Senator John McCain, who confronted his captors in a prisoner of war camp in Vietnam and then maintained his rebellious spirit in a 35-year political career that took him to Congress and the Republican presidential nomination, died today after suffering from brain cancer for more than a year.
He was 81 years old.
McCain was an intrepid and frank voice to the end, unwavering in the defense of democratic values and without hesitation in his criticism of President Donald Trump, his fellow Republican. He was elected to six-time senator from Arizona, but failed in his two attempts to reach the White House.
- In 1967, his plane was shot down while carrying out a bombing mission in North Vietnam. Seriously wounded, he spent more than five years as a prisoner of war.
- He was elected to the House of Representatives in 1982 and to the Senate in 1986.He pushed for reforms to campaign finance and efforts to discover the fate of the disappeared in Vietnam.
- A search for the Republican candidacy in 2000 was short-lived. Eight years later, he won it, but it would be surpassed before the Democrat Barack Obama.
- Defeated by a large margin, McCain returned to the Senate determined not to allow him to define it as a failed campaign in which his rebel laurels wilted. He always fought energetically for his ideas and replied strongly to his detractors, Trump among the first.
- When asked about how he wanted to be remembered, McCain responded: “as someone who made a great contribution to the defense of the nation.”
- A vote of his ideology towards the end of his career, in 2017, will go down in history: With his decisive “no” to the repeal of the Affordable Care Act, McCain was the unlikely savior of Obama’s greatest legislative feat.
- It was the crowning of his career, since by then he had been diagnosed with aggressive brain cancer. Soon after, he returned to Arizona to receive treatment.

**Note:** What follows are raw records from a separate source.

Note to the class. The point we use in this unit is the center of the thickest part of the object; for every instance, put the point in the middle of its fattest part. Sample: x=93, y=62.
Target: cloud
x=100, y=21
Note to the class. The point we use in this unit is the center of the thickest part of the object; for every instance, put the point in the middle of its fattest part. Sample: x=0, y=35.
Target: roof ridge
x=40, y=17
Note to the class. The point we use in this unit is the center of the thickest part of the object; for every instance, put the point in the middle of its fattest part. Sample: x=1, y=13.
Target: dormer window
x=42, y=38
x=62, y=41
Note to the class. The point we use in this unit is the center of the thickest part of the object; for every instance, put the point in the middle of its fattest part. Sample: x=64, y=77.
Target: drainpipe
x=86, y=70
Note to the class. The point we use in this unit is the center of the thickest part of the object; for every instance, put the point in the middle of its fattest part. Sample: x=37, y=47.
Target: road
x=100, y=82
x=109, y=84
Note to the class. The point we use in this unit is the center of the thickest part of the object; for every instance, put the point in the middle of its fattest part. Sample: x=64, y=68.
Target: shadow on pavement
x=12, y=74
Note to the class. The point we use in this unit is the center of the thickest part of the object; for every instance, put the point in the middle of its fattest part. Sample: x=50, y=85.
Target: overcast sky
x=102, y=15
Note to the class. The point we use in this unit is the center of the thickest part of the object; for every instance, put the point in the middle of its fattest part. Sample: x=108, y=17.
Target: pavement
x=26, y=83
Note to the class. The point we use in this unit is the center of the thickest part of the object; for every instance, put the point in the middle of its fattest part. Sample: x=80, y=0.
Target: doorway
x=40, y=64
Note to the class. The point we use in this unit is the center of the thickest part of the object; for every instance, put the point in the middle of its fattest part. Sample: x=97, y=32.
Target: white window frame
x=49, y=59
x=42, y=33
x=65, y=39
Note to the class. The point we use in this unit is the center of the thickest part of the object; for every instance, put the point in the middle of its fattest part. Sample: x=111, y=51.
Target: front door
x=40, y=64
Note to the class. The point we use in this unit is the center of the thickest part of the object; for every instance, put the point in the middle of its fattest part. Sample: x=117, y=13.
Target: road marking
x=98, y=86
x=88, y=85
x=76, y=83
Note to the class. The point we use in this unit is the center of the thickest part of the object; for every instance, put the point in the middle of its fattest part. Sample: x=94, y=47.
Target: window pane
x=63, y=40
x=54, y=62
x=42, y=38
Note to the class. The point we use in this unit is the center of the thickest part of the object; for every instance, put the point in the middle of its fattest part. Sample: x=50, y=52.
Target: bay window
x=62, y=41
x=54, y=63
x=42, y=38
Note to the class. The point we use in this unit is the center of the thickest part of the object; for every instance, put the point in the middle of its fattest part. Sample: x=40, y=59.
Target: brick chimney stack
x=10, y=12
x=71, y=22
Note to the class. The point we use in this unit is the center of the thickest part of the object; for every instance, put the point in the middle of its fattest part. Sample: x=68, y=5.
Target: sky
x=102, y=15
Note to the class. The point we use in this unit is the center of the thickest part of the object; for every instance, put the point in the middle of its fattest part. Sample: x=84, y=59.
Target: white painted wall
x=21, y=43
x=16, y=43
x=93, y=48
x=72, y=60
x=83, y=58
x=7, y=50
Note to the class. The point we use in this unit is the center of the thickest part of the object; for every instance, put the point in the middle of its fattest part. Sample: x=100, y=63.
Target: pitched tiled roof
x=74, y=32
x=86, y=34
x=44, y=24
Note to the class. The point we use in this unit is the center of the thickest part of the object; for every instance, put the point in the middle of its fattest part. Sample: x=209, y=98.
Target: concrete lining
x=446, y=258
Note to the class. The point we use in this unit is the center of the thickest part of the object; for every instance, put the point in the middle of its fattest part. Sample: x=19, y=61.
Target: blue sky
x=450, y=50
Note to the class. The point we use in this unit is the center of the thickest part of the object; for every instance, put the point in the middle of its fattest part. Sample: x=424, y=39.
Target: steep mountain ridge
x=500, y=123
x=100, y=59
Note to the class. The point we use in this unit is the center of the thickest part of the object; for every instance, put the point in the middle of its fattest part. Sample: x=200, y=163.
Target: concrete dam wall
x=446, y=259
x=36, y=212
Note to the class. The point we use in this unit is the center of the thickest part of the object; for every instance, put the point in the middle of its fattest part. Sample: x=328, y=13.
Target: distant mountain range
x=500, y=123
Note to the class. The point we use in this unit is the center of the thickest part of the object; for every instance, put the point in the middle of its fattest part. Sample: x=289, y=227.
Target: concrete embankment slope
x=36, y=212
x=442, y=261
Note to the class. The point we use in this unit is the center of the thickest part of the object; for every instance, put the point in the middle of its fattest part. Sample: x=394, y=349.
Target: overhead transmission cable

- Far from spending his last months in silence, from his home in Hidden Valley he attacked Trump frequently.
- He opposed his appointed director of the CIA because she had supervised the use of torture
- He also lambasted the president for his performance at an international summit in which he maligned himself with the allies
- He called his “zero-tolerance immigration policy” “affront to the decency of the American people” and denounced the Trump-Putin summit in Helsinki as a “tragic mistake” and “one of the most embarrassing performances of a US president to be remembered. “
- In October of 2017, McCain fiercely criticized the foreign policy of “the United States first” – although without naming Trump – calling it “mediocre and spurious nationalism hatched by people who prefer to find scapegoats instead of solving problems.”